Christ permits it, and the next thing we see are thousands of swine hurtling themselves off the cliff into the sea and drowning.
This must have been quite the show, especially for the swineherds, who perhaps had caught notice of the boat mooring on the shore and then watched in curiosity, in hopes of being entertained by its passengers running into the demoniac of the caves.
But the man was liberated, after enduring many years of torment, and that should have been a cause for some celebration.
The freak show was over; this mysterious man named Jesus had freed him. God be praised! And the man was most grateful.
Nonetheless, in those few short minutes our Lord had effectively upset the flow of life for the Gerasens – and this was a problem.
Time was going to be needed to pick up the pieces. To them it was better had Christ never come. And so an embassy is sent to Him, politely requesting that He depart.
Our Lord puts up no resistance, but insists that the man He just healed remain as a living testimony to Him, to dispose them for a future visit, whenever that might be.
While we can somewhat understand why things ended the way they did here, it can still be baffling to think that these people preferred their swine and demons over Christ.
For them, it was better that way, even if it was to their immediate and substantial loss, of which they were incapable of realizing.
In His efforts, Christ, who makes no mistakes, seemed to have been defeated (again).

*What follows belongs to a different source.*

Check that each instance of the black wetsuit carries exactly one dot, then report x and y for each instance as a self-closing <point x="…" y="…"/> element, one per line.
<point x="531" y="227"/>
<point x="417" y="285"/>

Only one, the man Christ liberated, was ready to keep Him around. That is because the man was conscious of the work Christ had performed, understood it, and was grateful for it. As far as this person was concerned, there was no contest, and the decision was obvious; swine and demons were absurd commodities.
But now he still was to live among those who wanted swine and demons.
Imagine the disappointment. Yet the directive came from our Lord Himself – he had to comply.
How would he convince people like this that the swine and demons are not the gold and silver they believe them to be? How are those who think they have a right to swine and demons convinced that these are not really rights, but paths of slavery and perdition? How are those who prefer the immediate gratifications that come with swine and demons ever expected to deny themselves and realize that the happiness Christ promises is worth selling all?
The plain fact is that many probably will not.
But some will dispossess themselves, by the grace of God, on account of the walking witness Christ left among them, and whose faith would never waver. Christ found a follower in someone who, in human terms, should never have followed. We all fall into that category in some way.
The world prefers demons and swine, and it will be really ugly at times.
Christ came to give it the only way out. Like this man, we are liberated from them by our baptisms from the Cross.
And like this man, in season and out of season, we are commissioned to live in the world as it is and to be the walking witnesses of Christ Crucified to prepare it for His arrival again, whenever that may be.